Refreshment: Since tea is teeming with antioxidants, it’s another great beverage option. The Republic of Tea has a line of eight organic teas, such as Dancing Leaves Green Tea and Flowering Fruit Tea. Harney & Sons also boasts a great organic tea selection; Passion Plum tastes magnificent and Peppermint is great for children. And in January, Honest Tea’s entire line, including its delicious bottled iced teas, became certified organic.
Week 8: Scale Back on Snacks
Variety encourages us to eat. Want proof? When researchers at the University of Illinois gave adults and children M&Ms and jelly beans, they ate significantly more when there were more colors presented, even though they all tasted the same! That’s why stocking several kinds of cookies, crackers and chips is bad news for your family’s diet.
Simplify: To cut down on the desire for salty and sweet treats, limit your purchases to two salty snack foods and one sweet a week and encourage your family to consume them in reasonable portions. If they’re devoured after two days, don’t replace them.
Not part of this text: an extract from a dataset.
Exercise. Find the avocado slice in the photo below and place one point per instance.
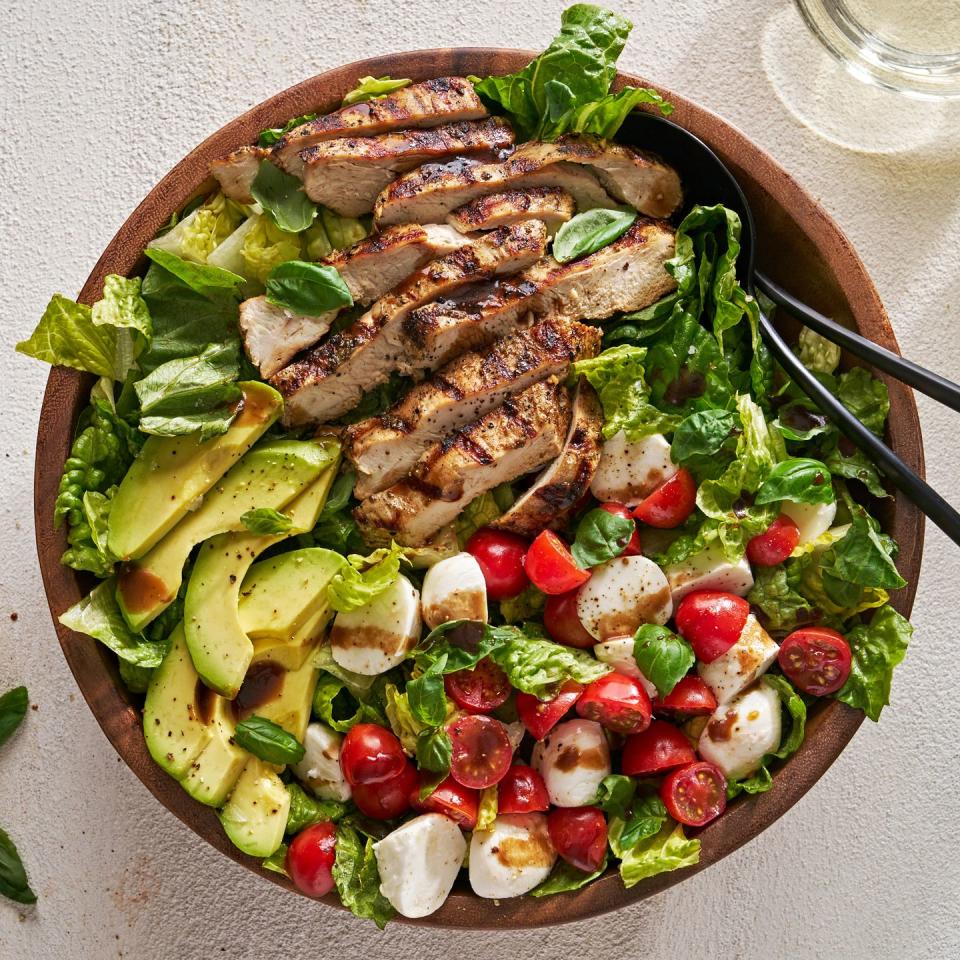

Satisfy: With this strategy, you don’t have to opt for unsatisfying low-fat versions of your favorite indulgences because portion sizes will be tightly controlled. You still, however, want to avoid trans fats and stick to organic when possible. And these are becoming easier to find: Frito-Lay just introduced its natural line, which features corn chips and cheese doodles made with organically grown corn and no trans fats. Other mouth-watering munchies: Natural Choice ice cream, sorbet and fruit pops; Dancing Deer all-natural cookies (try Molasses Clove), Wholly Healthy cheesecake and apple pie (available in the frozen section). Annie’s, Our Family Farm and Garden of Eatin’ also make a wide range of snacks your whole family will love.